In this paper, we provide a comprehensive overview of the image segmentation realm with the goals to: 1. facilitate access to contemporary procedures and practices developed in the recent past (2001 to current), 2. establish current standards of segmentation outcomes from a qualitative and quantitative standpoint by displaying results acquired from state-of-the-art techniques, 3. discuss our view on the field as it stands today, and 4. outline avenues of future research. The remainder of this paper is organized as follows. Section 2 provides broad and specific categorizations of segmentation approaches based on their inherent methodology and illustrates experimental results derived from prominent color image segmentation algorithms. Furthermore, Sec. 3 provides a brief quantitative evaluation of the aforementioned algorithms. Finally, conclusions and future directives are presented in Sec. 4.

Segmentation procedures can be broadly categorized from a high level perspective as well as specifically grouped based on their technical grounding (low level classification). The following subsections describe each of the two taxonomies in detail.

High-Level Taxonomy

Image segmentation techniques can, in general, be broadly classified (see Fig. 2) based on: 1. the image type, 2. the extent of human interaction, 3. the manner in which the image is represented for processing, 4. the number and type of attributes used and, 5. the fundamental principle of operation.

Graphic Jump LocationF2 :

High-level taxonomy of image segmentation algorithms.

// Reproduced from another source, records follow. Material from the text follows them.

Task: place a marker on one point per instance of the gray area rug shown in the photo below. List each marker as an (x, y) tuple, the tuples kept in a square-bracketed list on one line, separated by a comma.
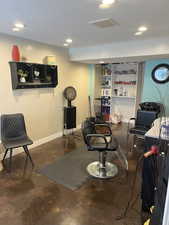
[(70, 170)]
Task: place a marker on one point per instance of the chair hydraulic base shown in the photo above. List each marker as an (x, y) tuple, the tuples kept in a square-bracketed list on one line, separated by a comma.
[(96, 169)]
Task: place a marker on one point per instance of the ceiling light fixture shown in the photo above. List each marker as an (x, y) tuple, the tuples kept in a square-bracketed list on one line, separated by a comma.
[(138, 33), (19, 25), (142, 28), (108, 2), (15, 29), (69, 40)]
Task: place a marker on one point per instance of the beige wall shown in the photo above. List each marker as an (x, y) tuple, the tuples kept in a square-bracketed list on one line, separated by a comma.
[(42, 108)]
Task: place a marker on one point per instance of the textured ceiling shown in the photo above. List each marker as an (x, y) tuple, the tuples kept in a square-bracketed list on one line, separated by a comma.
[(52, 21)]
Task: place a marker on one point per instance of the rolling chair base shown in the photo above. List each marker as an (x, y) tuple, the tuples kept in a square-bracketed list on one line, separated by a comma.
[(96, 170)]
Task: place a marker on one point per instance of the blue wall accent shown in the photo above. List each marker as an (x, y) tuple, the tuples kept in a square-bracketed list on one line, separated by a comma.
[(91, 84), (153, 91)]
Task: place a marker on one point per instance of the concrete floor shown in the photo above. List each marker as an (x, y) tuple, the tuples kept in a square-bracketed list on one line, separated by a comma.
[(33, 199)]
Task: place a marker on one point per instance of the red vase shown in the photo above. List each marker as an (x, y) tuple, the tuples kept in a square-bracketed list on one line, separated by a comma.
[(15, 53)]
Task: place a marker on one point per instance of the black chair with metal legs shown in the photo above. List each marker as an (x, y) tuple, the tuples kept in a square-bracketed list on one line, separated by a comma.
[(14, 135), (102, 143), (142, 123)]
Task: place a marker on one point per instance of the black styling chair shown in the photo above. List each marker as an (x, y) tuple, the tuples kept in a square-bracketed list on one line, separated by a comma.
[(13, 135), (98, 137), (142, 123)]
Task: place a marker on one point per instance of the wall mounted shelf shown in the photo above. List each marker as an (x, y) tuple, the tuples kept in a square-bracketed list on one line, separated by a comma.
[(32, 75)]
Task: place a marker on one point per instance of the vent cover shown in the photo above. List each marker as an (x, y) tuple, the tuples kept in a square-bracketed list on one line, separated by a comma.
[(104, 23)]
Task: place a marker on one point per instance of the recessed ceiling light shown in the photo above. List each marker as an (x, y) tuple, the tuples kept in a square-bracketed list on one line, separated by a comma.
[(69, 40), (15, 29), (106, 4), (19, 25), (109, 2), (138, 33), (142, 28)]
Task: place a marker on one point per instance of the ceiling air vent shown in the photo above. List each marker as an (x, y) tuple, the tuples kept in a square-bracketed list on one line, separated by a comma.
[(104, 23)]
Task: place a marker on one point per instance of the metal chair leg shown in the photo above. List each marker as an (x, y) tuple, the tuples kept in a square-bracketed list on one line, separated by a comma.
[(5, 155), (28, 154), (3, 163), (10, 161)]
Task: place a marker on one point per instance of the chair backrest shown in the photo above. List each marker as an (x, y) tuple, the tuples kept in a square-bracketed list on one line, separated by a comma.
[(151, 106), (12, 126), (87, 128), (145, 118)]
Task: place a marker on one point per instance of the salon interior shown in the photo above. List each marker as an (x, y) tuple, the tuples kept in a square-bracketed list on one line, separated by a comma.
[(84, 112)]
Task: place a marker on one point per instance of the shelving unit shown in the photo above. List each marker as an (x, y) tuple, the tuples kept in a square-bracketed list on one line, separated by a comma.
[(119, 90), (33, 75)]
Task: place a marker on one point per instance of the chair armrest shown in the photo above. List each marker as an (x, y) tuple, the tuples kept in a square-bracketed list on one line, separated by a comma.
[(128, 126), (91, 146), (132, 119), (104, 125)]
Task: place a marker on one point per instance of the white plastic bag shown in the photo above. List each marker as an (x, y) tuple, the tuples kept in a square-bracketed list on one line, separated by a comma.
[(115, 118)]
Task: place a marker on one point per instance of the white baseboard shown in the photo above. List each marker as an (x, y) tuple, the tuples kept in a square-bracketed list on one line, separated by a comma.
[(42, 141)]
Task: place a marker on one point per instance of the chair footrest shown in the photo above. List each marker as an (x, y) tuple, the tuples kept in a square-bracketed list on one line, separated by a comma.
[(96, 169)]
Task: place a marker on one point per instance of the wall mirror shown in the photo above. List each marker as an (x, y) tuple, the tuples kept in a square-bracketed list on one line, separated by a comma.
[(160, 73)]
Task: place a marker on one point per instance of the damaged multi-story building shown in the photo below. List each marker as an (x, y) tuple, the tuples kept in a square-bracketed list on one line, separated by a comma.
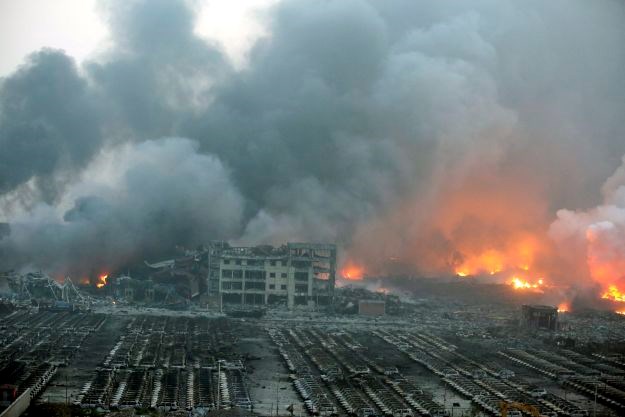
[(295, 274)]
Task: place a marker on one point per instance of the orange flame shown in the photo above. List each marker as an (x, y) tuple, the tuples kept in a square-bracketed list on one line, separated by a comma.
[(102, 280), (614, 294), (522, 284), (352, 272)]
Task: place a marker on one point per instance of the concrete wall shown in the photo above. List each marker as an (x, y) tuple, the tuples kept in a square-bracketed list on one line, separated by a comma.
[(18, 406)]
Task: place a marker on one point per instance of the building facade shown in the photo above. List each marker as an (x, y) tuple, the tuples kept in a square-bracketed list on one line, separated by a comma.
[(539, 317), (295, 274)]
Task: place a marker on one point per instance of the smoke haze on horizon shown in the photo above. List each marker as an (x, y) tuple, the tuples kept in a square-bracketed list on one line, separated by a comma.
[(448, 136)]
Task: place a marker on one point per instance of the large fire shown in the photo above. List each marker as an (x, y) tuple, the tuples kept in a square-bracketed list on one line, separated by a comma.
[(521, 284), (564, 307), (102, 280), (352, 272), (614, 294)]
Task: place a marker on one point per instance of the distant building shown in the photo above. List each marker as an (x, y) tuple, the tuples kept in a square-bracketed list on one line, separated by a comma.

The first criterion segregates algorithms that have been developed for monochrome (or single band) images from the ones that handle color (or three band) images. The second criterion distinguishes methods that require human intervention (supervised processes) for segmentation from the ones that operate without any manual interference (fully automatic or unsupervised processes). The third criterion separates segmentation procedures that directly operate on the original image (single scale configuration) from the ones that operate on multiple representations of the image (multiscale configuration), each manifesting different amount of information. The fourth criterion differentiates algorithms based on the type of image information (e.g., gray/color intensity, gradient/edge, or textural features) utilized to perform the segmentation. It is imperative to note that most methods use the aforementioned image attributes individually (single attribute methods) or in specific combinations (multiple attribute methods) to categorize them. Finally, the last criterion based on the underlying principle of operation discriminates segmentation mechanisms as being either spatially blind or spatially guided. Spatially blind approaches as the name suggests are techniques that are “blind” to spatial information, or, in other words, do not take into account the spatial arrangement of pixels in an image. Instead these methods rely heavily on grouping image information in a suitable attribute/feature space. On the other hand, spatially guided approaches tend to exploit the spatial arrangement of pixels in an image during the segmentation process.

Low-Level Taxonomy

As mentioned previously, most segmentation modus operandi can be viewed as being either spatially blind or spatially guided. It is this distinction that forms the basis of our low-level taxonomy where we specifically group segmentation procedures based on their technical components, as depicted in Fig. 3.

Graphic Jump LocationF3 :

Low-level taxonomy of image segmentation algorithms.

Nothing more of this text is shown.